More recently, on the night of July 19, 1977, a relentless storm reminiscent of 1889 bombarded the watershed above the city and the rivers began to rise. By dawn, the city was under water that reached as high as 8 feet (2.4 m). The seven counties disaster area suffered $200 million in property damage and 80 lost lives, 40 of which were caused by the Laurel Run Dam failure. Another 50,000 were rendered homeless as a result of the "100 year flood". Markers on one corner of City Hall at 401 Main Street show the height of the crests of the 1889, 1936, and 1977 floods.
In the years following the disaster, many people blamed the members of the South Fork Fishing and Hunting Club for the tragedy. The club had bought and redesigned the dam to turn the area into a vacation retreat in the mountains. However, they were accused of failing to maintain the dam properly, so that it was unable to contain the additional water of the unusually heavy rainfall. Despite the accusations and evidence, they were successfully defended by the firm of Knox and Reed (now Reed Smith LLP), both partners of which (Philander Knox and James Hay Reed) were Club members.
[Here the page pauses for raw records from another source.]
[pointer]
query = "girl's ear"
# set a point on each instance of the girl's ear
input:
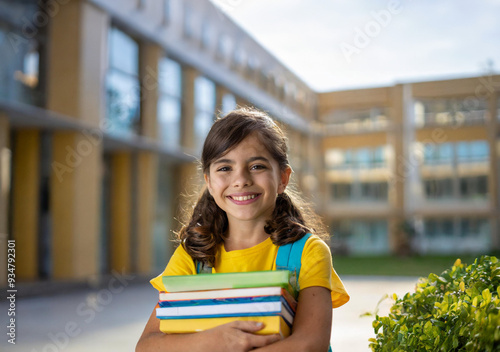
(285, 178)
(207, 182)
The Club was never held legally responsible for the disaster. Although a suit was filed, the court held the dam break to have been an Act of God, and granted the survivors no legal compensation.
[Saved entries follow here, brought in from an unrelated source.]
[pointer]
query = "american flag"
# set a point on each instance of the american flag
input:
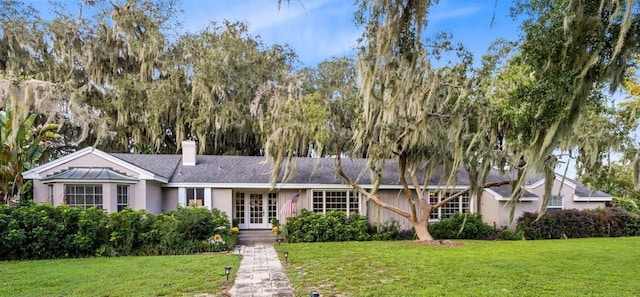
(290, 205)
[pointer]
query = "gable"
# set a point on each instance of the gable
(94, 158)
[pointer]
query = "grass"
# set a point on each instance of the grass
(576, 267)
(119, 276)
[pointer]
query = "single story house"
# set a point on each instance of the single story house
(239, 186)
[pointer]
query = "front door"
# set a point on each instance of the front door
(257, 211)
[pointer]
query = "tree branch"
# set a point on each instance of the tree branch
(405, 186)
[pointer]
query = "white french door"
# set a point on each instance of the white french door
(255, 210)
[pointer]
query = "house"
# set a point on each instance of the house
(239, 186)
Individual members of the club, millionaires in their day, only contributed meagerly to the relief efforts. Along with about half of the club members, Henry Clay Frick donated thousands of dollars to the relief effort in Johnstown. After the flood, Andrew Carnegie, one of the club's better known members, built the town a new library. In modern times, this former library is owned by the Johnstown Area Heritage Association, and houses The Flood Museum. Remnants of the dam are preserved as part of Johnstown Flood National Memorial, established in 1964.
Effect on the development of American law
One of the major obstacles to the victims' ability to recover damages was the club's lack of resources. The wealthy club owners proved difficult to sue for at least two reasons—the legal separation of their assets from those of the club and the difficulty in proving any one particular owner behaved negligently. Though the former reason was probably more central, the latter received a great deal of criticism in the national press.
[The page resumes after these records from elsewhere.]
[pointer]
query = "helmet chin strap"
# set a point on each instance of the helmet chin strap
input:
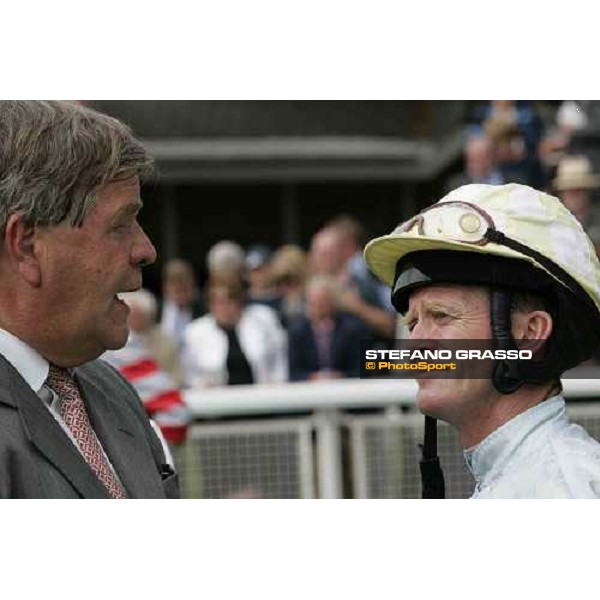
(432, 476)
(506, 378)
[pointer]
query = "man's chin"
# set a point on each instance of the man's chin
(117, 339)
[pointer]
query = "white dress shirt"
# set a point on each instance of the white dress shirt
(34, 369)
(262, 340)
(538, 454)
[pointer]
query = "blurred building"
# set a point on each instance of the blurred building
(275, 171)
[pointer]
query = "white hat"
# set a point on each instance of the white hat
(575, 173)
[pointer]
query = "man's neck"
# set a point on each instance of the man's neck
(498, 410)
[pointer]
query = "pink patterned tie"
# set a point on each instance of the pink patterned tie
(73, 411)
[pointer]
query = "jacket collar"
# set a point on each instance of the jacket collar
(489, 457)
(122, 441)
(46, 435)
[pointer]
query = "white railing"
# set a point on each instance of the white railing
(245, 400)
(322, 406)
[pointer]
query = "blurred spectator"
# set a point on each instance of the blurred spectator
(480, 165)
(575, 184)
(335, 253)
(235, 343)
(288, 270)
(181, 299)
(514, 130)
(142, 323)
(261, 289)
(140, 366)
(519, 112)
(326, 343)
(510, 153)
(226, 262)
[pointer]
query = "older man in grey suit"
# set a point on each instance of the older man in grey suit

As a result of this criticism, the 1890s saw states around the country adopt Rylands v. Fletcher, a British common law precedent that had been largely ignored in America. State courts' adoption of Rylands, which held that a non-negligent defendant could be held liable for damage caused by the unnatural use of land, foreshadowed the entire legal system's twentieth century acceptance of strict liability.
The "Johnstown Flood" Tax
As a result of the damage from the 1936 flood, the Pennsylvania General Assembly imposed an emergency tax on all alcohol sold in the Commonwealth. The "temporary" 10% tax was initially intended to help pay for clean up, recovery, and assistance to flood victims. The tax still exists and in 1963 the tax was even raised to 15% and again in 1968 to 18% (not including the statewide 6% sales tax). The nearly $200 million collected annually no longer goes to flood victims, however, instead going into the general fund for discretionary use by lawmakers.
The Pennsylvania Department of Revenue states:
"All liquors sold by the LCB [Liquor Control Board] are subject to this 18 percent tax, which is calculated on the price paid by the consumer including mark-up, handling charge and federal tax. The first sale of liquor also is subject to the sales and use tax at the time of purchase."